Issack, a top player during his time, is aware that proper coaching alone doesn’t make champions. “All the coaching in the world won’t count for much if a player hasn’t sufficient international competition behind him. The more economically fortunate players can buy their International experience. After all, pursuing tennis ambitions is a costly business – as ranking points are essential to further ambitions, and those points are earned in overseas prize-money tournaments,’’ said Issack
“For every player who can afford to pay their way to play in overseas international competitions, there must be a hundred who can’t, and sooner rather than later they are lost to the game,” says Issack. “Ideally we should be hosting ITF prize-money tournaments, and in fact did, hosting two-three US$10, 000 tournaments each year some five-six years ago when Suresh (Subaramanaim) was president. For more reasons than one those tournaments were dropped from our events calendar, and the biggest losers were those players who can’t afford to play in ITF tournaments overseas.”

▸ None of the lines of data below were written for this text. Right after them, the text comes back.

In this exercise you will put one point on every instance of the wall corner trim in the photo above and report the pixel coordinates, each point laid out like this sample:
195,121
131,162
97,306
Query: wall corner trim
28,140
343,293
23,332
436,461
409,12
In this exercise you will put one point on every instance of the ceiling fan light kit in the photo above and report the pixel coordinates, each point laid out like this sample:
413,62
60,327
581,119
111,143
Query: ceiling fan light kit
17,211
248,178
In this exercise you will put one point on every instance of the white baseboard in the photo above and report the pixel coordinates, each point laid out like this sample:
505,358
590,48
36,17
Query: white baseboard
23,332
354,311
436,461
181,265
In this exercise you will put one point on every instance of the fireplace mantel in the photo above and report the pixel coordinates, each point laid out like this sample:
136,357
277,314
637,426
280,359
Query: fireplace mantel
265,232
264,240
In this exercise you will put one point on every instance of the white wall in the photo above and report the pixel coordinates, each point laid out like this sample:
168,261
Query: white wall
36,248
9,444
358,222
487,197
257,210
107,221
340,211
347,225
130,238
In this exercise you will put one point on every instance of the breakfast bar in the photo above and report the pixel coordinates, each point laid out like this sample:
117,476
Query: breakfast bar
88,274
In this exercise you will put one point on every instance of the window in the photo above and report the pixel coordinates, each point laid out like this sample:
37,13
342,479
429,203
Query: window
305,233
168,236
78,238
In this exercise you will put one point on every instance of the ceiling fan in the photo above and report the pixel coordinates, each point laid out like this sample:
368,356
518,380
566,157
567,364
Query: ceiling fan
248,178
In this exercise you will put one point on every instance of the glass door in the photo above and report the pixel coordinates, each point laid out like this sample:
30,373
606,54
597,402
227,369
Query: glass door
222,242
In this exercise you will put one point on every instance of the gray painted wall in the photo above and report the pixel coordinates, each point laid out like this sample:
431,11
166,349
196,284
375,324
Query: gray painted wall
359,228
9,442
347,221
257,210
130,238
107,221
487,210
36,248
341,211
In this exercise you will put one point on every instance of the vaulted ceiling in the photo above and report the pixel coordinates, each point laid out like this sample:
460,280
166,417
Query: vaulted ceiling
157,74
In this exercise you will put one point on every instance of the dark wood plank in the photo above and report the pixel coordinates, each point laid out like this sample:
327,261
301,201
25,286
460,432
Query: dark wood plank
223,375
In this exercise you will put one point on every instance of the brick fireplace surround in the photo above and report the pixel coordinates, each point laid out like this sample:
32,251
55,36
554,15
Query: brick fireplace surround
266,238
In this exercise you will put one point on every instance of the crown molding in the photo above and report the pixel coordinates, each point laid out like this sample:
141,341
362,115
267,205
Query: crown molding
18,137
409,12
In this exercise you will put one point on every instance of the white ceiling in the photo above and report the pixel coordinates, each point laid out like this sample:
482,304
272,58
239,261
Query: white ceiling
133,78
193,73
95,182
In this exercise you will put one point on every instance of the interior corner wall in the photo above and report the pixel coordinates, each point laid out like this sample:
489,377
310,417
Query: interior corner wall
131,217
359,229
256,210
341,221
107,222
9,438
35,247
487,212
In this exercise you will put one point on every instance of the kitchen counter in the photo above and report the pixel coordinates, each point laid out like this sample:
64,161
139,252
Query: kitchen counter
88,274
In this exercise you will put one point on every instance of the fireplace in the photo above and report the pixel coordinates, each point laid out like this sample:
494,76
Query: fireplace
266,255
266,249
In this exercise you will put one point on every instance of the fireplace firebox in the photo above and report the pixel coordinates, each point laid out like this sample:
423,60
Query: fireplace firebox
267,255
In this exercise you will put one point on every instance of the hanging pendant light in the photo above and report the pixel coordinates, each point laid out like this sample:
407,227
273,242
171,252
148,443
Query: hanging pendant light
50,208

He admits that, given the impoverished state of SLTA’s finances, all the schemes which he so passionately speaks about might seem a tad too ambitious. “You have to remember that not many years ago tennis enjoyed generous sponsorship support, including from such big corporate names as Benz, LaFarge, Agreeko, Mirinda, Brandix and Janashkathi. They were faithful backers of Sri Lanka tennis, and I don’t exactly know why they all withdrew over the past four-five years,” said Issack. “I can only guess that our PR with those sponsors wasn’t what it should’ve been, but that’s something the present committee is confident it can rectify. We already have found a sponsor willing to invest half-million rupees in the Nationals. Given that we have some exciting plans for the future, I am confident that we’ll find the sponsors to fund those plans.”
The whole exercise of his stewardship is “to do everything that’s possible for the players; to make them feel they matter the most.”

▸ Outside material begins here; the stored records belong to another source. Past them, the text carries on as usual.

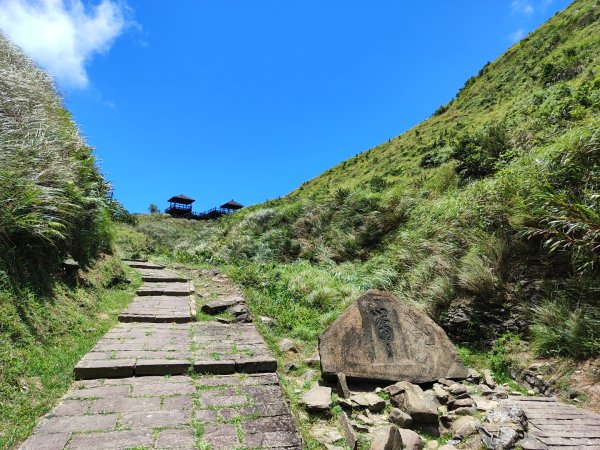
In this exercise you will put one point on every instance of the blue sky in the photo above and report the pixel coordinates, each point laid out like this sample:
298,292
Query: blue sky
247,99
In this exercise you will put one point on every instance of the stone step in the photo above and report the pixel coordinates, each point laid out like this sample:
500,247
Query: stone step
159,309
158,412
168,349
164,288
164,275
139,264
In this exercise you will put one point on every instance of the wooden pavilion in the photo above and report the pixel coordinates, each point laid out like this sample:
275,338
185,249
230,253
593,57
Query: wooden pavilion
180,206
232,206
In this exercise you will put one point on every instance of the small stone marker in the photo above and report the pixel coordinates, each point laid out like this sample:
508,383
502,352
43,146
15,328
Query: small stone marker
318,399
387,438
380,338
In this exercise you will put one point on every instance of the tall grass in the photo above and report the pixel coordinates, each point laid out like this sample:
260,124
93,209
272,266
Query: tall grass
53,200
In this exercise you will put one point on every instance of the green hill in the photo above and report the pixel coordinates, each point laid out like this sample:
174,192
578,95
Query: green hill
487,214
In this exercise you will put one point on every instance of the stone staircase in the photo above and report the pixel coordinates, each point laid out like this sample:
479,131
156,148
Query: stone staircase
159,379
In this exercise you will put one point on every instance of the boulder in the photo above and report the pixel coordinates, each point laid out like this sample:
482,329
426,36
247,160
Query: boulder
440,393
457,389
268,321
348,431
400,418
220,305
412,400
411,440
380,338
287,345
368,400
318,399
387,438
488,378
507,424
342,386
464,426
461,403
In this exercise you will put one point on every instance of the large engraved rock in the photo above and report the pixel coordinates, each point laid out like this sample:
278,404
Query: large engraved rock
380,338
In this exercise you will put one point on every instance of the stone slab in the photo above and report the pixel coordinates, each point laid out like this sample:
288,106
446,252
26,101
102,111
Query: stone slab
158,309
161,275
159,412
221,304
381,338
140,349
159,288
143,264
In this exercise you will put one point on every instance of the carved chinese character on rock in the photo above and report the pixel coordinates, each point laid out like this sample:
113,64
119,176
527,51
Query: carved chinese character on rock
381,338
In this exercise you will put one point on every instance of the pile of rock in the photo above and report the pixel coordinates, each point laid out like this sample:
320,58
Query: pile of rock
471,412
379,340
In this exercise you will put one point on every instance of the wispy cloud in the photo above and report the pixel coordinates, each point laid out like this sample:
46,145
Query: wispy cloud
522,7
517,35
62,35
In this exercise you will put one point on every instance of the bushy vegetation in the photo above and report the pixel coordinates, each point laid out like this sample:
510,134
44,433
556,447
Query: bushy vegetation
53,200
54,205
493,200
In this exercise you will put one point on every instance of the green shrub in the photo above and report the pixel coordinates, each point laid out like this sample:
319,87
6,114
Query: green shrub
478,153
562,330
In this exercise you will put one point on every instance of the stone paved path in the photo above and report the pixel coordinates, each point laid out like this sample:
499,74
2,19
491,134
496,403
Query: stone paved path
136,391
559,426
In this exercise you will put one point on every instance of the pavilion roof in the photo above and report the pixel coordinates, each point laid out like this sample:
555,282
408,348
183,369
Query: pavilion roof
232,204
181,199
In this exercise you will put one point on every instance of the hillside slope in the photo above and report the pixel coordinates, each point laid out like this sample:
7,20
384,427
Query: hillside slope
487,215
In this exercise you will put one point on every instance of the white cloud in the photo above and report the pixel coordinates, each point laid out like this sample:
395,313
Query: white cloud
522,7
517,35
62,35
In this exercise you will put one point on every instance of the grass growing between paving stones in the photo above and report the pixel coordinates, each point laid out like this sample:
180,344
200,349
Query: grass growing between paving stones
37,369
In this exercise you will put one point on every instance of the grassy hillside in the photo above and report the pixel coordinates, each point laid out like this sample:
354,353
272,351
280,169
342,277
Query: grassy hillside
54,205
487,215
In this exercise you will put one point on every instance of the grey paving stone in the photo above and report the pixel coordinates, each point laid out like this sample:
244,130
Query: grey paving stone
271,439
161,367
221,436
71,408
55,441
164,407
164,389
179,439
221,367
101,368
155,419
125,404
76,424
155,288
158,309
99,391
162,275
231,400
143,264
181,402
112,440
161,400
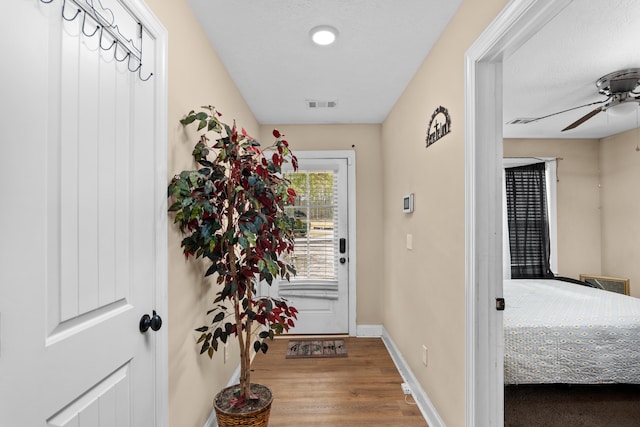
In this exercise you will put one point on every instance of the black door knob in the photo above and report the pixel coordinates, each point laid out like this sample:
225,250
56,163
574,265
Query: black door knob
154,322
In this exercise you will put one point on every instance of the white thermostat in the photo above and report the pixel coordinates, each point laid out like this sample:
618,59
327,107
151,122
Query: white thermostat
407,203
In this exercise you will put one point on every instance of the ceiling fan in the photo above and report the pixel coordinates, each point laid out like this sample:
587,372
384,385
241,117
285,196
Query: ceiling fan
619,87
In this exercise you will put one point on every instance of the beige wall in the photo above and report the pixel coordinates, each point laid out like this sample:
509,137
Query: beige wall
620,165
578,198
365,141
424,295
196,77
598,206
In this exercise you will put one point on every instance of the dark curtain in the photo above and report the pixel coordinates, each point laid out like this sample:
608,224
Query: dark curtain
528,222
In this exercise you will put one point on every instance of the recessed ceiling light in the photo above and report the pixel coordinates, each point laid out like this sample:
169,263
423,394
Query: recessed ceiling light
323,35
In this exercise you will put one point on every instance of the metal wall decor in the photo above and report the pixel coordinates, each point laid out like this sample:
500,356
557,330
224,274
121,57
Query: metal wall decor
439,125
99,20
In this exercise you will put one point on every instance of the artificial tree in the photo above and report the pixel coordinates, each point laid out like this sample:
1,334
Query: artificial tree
231,210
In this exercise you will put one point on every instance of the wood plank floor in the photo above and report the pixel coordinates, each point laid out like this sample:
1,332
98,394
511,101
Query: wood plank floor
362,389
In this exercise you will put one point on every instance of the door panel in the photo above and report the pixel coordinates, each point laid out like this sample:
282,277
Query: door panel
78,251
320,289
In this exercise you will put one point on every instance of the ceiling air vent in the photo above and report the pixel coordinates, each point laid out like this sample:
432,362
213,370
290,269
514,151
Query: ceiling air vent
312,103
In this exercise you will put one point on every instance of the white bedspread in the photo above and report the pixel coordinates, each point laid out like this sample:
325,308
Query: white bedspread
559,332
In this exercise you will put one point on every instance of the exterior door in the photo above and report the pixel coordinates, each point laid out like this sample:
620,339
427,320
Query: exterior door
81,221
320,289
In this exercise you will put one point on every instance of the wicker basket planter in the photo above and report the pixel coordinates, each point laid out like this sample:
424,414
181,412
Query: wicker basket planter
253,415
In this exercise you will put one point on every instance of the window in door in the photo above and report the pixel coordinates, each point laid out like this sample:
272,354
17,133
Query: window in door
315,213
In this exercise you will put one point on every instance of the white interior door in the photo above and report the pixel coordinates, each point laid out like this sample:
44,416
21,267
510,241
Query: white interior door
80,216
320,289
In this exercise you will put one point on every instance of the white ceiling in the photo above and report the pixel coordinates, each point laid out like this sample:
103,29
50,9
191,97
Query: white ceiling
558,67
265,45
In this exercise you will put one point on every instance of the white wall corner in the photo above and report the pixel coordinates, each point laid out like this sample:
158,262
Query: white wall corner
427,409
369,331
212,421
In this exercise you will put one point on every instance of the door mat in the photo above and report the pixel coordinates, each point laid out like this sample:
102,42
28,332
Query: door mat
316,348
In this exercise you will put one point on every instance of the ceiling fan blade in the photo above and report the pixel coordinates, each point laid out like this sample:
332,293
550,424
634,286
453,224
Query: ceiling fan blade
583,119
572,108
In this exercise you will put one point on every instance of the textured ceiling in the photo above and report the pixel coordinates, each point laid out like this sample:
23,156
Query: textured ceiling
558,67
265,45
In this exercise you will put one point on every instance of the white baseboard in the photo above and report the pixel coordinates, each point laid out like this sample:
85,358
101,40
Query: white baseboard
419,396
369,331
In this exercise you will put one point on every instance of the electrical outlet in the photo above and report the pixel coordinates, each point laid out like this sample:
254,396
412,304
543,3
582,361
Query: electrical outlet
405,388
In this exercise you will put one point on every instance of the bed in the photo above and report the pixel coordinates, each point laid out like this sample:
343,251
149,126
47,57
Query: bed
559,332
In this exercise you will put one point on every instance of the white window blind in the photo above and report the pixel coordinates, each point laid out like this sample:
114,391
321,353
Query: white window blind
315,210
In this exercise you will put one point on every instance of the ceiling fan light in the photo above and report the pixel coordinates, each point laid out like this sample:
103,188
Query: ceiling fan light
323,35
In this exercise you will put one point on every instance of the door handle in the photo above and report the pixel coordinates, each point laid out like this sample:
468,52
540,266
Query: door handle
154,322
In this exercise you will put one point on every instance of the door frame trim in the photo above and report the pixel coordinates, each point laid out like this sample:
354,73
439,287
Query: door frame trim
350,157
514,25
160,128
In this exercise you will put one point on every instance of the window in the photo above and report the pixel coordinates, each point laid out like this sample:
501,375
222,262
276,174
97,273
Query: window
315,211
528,221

“Unfortunately, players haven’t been given the attention they deserve. For instance, the tremendous performance of our players against Hong Kong (in April) went virtually unrecognized. Some sort of official event to felicitate the players ought to have been held –something we hope to do when Harshana returns to the country (from the US) in June,” said Issack. “Little things like the awarding of Sri Lanka colours to national representatives mean a lot to the players, especially the juniors. For some reason the awarding of national colours hasn’t happened for some time. What we want to do is to take an inventory of national players who weren’t awarded Lion crests and award them it. It will be nice if we can make a practice of awarding colours ceremonially so as to lift the importance of the crest– and that’s a practice we’d like to start.”
His heart clearly aches for the players – not for the clichéd reasons, though. Better times seem to be in store for the players.